Impact on the development of future drugs: a neutral IMPROVE-IT clearly should not discourage ongoing studies, e.g. using PCSK9-inhibitors nor lead to stopping the search for novel LDL-C lowering targets.28 Residual risk on statin treatment is high and atherosclerotic diseases remain the major killer worldwide. However, a simple lesson for clinical trials may come out of IMPROVE-IT: LDL-C lowering should be tested in patients with high LDL-C but not in patients with low LDL-C.
The work was supported by the Universität des Saarlandes (U.L.).

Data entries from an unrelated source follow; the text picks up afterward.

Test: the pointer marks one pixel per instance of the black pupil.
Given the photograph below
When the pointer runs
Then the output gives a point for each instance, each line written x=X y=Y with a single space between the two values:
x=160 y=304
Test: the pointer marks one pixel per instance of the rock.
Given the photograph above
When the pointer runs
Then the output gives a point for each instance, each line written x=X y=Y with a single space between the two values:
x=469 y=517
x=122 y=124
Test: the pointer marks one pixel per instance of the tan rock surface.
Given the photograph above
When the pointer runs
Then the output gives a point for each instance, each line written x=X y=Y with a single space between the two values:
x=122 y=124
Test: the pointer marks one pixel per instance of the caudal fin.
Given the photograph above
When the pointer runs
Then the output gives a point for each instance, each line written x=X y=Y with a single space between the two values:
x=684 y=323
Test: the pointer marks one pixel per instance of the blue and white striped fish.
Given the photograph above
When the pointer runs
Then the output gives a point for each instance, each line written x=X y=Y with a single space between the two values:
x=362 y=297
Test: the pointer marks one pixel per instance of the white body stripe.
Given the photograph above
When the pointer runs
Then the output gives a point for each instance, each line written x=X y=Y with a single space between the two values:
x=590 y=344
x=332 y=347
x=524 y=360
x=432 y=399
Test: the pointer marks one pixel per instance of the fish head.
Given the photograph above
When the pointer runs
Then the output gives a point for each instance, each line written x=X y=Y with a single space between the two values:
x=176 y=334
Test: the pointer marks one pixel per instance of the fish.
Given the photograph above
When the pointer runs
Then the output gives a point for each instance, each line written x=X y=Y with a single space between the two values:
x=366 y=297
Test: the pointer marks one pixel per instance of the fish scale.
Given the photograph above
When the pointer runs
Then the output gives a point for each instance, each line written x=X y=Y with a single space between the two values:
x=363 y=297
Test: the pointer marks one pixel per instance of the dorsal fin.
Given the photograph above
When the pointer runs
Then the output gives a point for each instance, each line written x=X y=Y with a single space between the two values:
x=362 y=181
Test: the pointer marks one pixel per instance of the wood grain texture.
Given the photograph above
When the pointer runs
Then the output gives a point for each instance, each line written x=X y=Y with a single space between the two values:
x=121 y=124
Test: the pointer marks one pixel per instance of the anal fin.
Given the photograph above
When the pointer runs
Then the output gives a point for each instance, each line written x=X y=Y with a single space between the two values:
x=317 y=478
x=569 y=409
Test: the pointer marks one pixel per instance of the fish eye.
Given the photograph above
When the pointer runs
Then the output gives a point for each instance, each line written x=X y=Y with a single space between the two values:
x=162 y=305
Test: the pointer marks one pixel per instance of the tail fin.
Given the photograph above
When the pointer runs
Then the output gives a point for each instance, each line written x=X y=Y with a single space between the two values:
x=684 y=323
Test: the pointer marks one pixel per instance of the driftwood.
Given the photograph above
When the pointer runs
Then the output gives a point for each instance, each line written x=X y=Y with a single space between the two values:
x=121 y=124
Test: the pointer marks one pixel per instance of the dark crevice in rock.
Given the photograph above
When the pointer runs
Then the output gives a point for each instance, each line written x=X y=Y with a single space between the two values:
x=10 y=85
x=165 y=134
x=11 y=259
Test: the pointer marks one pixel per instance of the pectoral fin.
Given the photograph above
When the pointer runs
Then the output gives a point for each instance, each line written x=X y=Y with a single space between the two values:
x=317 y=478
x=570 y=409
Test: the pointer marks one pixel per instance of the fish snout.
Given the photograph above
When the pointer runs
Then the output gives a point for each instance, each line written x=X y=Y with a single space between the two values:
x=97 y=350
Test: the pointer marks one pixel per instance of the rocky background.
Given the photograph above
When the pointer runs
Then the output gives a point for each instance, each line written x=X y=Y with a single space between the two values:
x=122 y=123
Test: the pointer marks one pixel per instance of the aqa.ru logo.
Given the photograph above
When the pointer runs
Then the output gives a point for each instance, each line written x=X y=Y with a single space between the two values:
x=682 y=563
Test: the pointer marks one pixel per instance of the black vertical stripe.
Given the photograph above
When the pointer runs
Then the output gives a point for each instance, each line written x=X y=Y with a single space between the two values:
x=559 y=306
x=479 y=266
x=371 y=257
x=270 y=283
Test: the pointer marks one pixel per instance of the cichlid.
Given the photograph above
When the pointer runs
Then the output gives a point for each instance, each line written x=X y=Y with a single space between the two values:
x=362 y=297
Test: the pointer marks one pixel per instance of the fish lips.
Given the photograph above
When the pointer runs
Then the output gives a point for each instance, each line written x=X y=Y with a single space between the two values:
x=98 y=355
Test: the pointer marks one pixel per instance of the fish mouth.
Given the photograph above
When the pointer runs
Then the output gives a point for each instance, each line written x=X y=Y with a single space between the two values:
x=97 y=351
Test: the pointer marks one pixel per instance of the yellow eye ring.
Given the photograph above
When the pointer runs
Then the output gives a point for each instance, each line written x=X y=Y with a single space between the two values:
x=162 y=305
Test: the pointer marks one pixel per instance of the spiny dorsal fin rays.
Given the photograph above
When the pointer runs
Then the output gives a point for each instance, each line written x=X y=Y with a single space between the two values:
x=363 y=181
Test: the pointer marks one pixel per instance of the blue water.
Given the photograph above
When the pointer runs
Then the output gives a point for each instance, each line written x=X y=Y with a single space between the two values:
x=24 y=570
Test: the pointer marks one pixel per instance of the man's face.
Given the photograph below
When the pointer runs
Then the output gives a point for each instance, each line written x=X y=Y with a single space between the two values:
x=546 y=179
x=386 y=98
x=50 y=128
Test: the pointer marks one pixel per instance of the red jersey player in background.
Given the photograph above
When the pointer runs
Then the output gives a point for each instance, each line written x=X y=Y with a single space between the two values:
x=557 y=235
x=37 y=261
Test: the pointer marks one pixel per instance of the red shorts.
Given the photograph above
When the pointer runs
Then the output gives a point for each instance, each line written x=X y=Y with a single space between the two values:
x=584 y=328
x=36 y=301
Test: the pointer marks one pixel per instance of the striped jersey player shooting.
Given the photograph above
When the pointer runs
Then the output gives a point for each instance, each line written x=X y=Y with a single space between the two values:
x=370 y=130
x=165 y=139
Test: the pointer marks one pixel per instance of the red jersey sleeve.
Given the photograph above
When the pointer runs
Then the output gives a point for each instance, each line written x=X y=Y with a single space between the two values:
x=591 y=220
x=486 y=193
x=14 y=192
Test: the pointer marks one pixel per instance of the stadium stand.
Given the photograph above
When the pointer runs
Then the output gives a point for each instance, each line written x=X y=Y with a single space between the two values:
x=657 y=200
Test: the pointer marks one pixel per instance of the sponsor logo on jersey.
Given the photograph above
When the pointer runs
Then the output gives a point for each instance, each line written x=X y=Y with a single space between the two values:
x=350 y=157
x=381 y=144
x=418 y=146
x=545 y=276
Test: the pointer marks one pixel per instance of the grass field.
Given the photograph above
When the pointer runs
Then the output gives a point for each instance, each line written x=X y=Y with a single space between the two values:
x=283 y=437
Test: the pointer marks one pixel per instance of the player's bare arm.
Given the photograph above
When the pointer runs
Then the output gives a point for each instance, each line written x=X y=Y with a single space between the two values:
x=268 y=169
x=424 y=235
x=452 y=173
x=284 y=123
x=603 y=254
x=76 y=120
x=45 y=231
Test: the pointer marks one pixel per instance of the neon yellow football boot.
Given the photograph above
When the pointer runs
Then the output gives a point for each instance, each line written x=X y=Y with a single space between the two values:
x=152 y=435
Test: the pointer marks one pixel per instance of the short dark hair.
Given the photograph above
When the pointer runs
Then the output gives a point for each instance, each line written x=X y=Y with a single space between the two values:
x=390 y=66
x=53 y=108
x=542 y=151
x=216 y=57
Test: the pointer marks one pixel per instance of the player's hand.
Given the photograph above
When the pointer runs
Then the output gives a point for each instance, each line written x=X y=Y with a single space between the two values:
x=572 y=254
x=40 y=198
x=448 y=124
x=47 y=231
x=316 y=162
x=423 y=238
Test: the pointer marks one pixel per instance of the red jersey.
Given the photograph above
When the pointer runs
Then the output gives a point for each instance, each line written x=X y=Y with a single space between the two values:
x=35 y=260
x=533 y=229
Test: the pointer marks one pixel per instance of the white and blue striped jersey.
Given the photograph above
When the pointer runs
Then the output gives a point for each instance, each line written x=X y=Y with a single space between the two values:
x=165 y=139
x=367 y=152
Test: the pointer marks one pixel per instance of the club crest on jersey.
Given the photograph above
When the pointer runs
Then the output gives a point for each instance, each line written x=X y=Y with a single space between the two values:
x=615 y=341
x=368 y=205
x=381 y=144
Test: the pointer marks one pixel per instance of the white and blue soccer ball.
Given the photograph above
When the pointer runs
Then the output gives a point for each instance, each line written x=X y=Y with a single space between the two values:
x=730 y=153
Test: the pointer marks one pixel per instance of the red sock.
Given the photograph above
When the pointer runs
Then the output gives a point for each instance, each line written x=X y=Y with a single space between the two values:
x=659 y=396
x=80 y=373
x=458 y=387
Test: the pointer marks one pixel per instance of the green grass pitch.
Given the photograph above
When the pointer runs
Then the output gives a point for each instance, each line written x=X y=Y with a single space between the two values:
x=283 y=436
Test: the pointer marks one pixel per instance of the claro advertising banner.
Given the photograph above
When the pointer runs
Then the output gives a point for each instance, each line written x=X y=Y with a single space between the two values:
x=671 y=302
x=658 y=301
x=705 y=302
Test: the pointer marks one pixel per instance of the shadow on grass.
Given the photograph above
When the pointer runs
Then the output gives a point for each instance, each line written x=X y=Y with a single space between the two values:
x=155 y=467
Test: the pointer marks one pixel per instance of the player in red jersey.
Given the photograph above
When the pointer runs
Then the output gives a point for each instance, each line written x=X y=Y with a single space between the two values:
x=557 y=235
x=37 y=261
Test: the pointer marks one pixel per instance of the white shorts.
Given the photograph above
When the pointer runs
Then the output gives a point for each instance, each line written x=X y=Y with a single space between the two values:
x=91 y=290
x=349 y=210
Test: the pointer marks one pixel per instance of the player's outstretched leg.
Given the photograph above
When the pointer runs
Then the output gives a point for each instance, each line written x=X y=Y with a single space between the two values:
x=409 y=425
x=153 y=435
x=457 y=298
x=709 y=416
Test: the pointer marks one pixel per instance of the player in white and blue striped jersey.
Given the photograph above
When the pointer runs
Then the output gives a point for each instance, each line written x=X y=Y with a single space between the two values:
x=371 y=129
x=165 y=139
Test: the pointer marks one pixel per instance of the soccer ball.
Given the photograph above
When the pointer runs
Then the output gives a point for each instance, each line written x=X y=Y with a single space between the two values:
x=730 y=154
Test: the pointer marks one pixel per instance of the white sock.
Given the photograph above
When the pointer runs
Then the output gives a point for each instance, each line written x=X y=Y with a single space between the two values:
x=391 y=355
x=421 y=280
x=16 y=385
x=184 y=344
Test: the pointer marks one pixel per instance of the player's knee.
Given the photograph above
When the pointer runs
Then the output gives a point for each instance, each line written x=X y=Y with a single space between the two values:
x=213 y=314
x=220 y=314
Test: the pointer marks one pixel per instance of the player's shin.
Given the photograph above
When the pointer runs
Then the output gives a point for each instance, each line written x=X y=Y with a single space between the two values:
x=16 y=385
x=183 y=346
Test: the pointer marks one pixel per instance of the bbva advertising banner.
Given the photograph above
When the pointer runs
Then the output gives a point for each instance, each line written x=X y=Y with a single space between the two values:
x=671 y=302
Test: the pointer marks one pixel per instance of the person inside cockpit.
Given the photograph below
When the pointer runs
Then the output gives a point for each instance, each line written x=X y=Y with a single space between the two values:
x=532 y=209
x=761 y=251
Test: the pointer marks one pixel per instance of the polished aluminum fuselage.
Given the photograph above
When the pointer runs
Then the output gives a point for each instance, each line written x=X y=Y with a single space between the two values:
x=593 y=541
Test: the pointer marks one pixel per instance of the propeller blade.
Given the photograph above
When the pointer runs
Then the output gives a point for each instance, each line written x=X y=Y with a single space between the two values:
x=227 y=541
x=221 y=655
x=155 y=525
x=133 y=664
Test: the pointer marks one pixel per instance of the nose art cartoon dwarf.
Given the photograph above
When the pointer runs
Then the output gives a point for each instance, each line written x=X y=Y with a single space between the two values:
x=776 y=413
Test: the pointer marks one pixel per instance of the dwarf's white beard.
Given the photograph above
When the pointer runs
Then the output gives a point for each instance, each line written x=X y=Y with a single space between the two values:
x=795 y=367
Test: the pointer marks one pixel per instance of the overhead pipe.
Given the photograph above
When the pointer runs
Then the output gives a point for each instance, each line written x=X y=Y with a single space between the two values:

Conflict of interest: A.L.C.: Consulting for Merck, Astra Zeneca, Pfizer, Sigma Tau, Amgen, Sanofi Aventis. Lecturing for Merck, Astra Zeneca, Pfizer, Sigma Tau, Amgen, Sanofi Aventis, Mediolanum, Genzyme. O.S.D.: Consulting for MSD, ASTRA ZENECA, ABBOT, AMGEN, GENZYME. C.J.P.: Grants–Roche; MSD. Advisory Boards and Consultancy–MSD; Roche; AstraZeneca. U.L.: Consulting or lecturing for MSD, Roche, Sanofi, Amgen.